XENQ-AM/XHNQ-FM

Tulancingo, Hidalgo; Mexico;
- Frequencies: 640 kHz; 90.1 MHz;
- Branding: NQ

Programming
- Format: Full-service radio

Ownership
- Owner: XENQ Radio Tulancingo, S.A. de C.V.

History
- First air date: December 12, 1955

Technical information
- Class: B
- Power: 50 kW day/25 kW night (AM)
- ERP: 50 kW (FM)
- Transmitter coordinates: 20°03′37.4″N 98°28′19.5″W﻿ / ﻿20.060389°N 98.472083°W (AM) 20°01′48.0″N 98°33′47.0″W﻿ / ﻿20.030000°N 98.563056°W (FM)

Links
- Website: nqradio.com

= XHNQ-FM (Hidalgo) =

Radio station in Tulancingo, Hidalgo, Mexico

XENQ-AM/XHNQ-FM is a combo radio station in Tulancingo, Hidalgo.
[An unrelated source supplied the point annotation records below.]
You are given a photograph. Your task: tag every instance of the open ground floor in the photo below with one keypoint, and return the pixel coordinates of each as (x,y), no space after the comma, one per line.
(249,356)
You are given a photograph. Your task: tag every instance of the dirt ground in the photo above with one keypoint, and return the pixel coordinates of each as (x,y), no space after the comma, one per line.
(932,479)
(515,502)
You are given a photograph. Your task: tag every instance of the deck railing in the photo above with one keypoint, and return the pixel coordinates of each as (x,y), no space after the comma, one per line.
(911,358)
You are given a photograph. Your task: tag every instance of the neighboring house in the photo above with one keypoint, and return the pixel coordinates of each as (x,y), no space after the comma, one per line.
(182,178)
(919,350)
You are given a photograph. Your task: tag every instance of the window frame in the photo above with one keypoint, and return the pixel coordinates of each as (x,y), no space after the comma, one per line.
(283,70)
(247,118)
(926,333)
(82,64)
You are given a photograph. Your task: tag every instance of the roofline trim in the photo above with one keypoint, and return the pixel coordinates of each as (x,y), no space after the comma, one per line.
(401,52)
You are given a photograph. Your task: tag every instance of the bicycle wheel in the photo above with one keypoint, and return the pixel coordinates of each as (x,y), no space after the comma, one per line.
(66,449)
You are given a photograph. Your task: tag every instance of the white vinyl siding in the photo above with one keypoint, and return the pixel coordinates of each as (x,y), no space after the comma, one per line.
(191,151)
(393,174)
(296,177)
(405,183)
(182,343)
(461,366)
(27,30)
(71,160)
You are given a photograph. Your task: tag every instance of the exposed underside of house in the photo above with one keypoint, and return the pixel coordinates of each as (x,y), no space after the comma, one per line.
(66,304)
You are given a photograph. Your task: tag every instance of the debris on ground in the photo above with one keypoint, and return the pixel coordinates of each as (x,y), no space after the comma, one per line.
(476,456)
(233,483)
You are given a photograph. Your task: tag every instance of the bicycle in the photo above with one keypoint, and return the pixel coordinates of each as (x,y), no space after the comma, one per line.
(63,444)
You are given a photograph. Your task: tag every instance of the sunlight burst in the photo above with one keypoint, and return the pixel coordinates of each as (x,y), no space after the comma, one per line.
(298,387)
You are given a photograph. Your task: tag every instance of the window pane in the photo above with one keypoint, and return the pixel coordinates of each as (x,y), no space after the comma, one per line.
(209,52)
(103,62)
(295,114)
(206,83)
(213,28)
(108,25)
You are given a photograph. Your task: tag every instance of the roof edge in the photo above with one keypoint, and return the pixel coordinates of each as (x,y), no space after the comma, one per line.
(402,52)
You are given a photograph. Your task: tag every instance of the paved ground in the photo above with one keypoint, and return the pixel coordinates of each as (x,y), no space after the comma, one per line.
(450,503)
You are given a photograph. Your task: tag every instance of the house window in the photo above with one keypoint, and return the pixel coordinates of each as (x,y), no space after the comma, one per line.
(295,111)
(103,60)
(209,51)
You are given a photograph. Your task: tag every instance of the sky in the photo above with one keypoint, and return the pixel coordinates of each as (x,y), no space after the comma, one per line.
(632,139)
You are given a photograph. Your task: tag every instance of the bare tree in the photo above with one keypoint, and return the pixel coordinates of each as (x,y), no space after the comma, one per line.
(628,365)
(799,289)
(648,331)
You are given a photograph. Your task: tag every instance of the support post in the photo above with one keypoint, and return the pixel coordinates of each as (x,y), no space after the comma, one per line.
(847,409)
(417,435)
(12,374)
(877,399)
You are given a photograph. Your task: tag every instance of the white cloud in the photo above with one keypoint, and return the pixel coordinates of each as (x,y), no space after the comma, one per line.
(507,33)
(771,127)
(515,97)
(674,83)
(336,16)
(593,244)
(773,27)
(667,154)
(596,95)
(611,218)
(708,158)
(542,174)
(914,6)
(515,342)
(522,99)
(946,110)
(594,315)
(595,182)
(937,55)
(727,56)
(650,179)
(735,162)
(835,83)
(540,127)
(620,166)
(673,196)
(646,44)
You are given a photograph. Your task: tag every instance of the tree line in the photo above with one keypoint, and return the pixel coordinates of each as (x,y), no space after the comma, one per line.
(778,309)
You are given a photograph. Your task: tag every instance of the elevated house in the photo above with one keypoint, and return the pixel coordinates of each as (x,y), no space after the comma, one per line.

Broadcasting on 640 kHz and 90.1 MHz, XENQ/XHNQ is known as "NQ".

==History==
XENQ-AM came to air on December 12, 1955, owned by Narciso Solís Huerta and known as "La Voz de Hidalgo". In 1975, the station was acquired by Alejandro Wong.

XHNQ-FM came to air in 1994 as a combo frequency of the AM and increased its power in 2007.

==Programming==
NQ airs music throughout the day as well as news programming titled "Enlace Hidalgo".